Amostras Ar incorporado Slump inicial (mm) Temperatura (oC)

Referência 5,9% 178 25,8

Dose de 0,44% de CO2 5,9% 102 28,1

Dose de 1,69% de CO2 4,5% 76 28,6

Quadro 8 - Propriedades do concreto fresco no ensaio do segundo dia da Quality Concrete. Fonte: Adaptado de Monkman (2014).

O teor de ar incorporado da amostra com 0,44% de CO2 correspondeu ao da

referência, enquanto a amostra com 1,69% obteve teor de ar incorporado menor. Para fazer uma análise definitiva sobre a influência do CO2 na quantidade de ar incorporado

do concreto carbonatado seriam necessários ensaios adicionais. Entretanto, os resultados indicam que reação de carbonatação pode diminuir o teor de ar incorporado (MONKMAN, 2014).

Nesse último ensaio a quantidade de água permaneceu fixa e houve pouca variação quanto à porosidade, se comparado com o concreto referência. Sendo assim, os resultados apontam que a adição de água às misturas anteriores pode ter

aumentado a porosidade e a permeabilidade e diminuído a resistência do concreto (MONKMAN, 2014).

Na Figura 8 estão apresentados os resultados de resistência à compressão do concreto produzido no segundo dia de ensaios da Quality Concrete.

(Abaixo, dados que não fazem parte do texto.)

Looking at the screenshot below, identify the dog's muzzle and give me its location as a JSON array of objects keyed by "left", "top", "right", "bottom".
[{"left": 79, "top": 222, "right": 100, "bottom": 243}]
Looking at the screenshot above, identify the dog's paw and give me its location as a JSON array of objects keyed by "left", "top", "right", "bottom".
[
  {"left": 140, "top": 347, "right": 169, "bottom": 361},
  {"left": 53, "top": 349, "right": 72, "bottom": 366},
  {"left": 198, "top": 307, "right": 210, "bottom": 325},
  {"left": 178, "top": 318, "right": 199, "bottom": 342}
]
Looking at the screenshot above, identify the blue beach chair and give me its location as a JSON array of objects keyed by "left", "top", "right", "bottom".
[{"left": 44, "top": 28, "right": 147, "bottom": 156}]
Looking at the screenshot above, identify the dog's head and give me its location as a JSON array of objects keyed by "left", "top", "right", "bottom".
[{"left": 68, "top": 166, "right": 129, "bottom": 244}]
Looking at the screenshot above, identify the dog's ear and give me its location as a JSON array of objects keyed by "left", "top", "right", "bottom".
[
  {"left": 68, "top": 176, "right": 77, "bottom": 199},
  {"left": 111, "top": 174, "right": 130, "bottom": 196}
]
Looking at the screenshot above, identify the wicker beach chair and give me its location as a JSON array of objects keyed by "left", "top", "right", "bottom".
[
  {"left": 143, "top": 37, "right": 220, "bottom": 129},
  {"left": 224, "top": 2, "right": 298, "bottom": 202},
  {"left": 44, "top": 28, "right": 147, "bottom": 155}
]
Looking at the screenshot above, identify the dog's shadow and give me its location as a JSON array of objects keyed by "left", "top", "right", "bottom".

Figura 8 – Resistência à compressão em ensaio no segundo dia na empresa

Quality Concrete.

Fonte: Adaptado de Monkman (2014).

A resistência da amostra com absorção de 0,44% de CO2, em relação à

massa de cimento, foi de 96% da referência no primeiro dia, e entre 103% a 107% nas outras três idades. Neste caso em que tanto a quantidade de água como o teor de ar incorporado são iguais, ao comparar o concreto referência com as amostras de concreto carbonatado, observa-se que a carbonatação contribuiu muito pouco, tanto para a diminuição da resistência no primeiro dia, quanto para o aumento da resistência nas demais avaliações. Entretanto, para amostra com 1,69% de CO2 absorvido, a

resistência obtida foi de 98% da observada no de referência ao primeiro dia, 117% aos 28 dias e 111% aos 56 dias. O bom desempenho quanto à resistência pode ter relação com fato de não ter sido adicionada água a mais para correção da consistência e, consequentemente, com o fato da amostra possuir baixo teor de ar incorporado. Em contraste, nos ensaios anteriores, a adição de água à mistura para aumento do slump resultou na redução da resistência, principalmente nas primeiras idades (MONKMAN, 2014).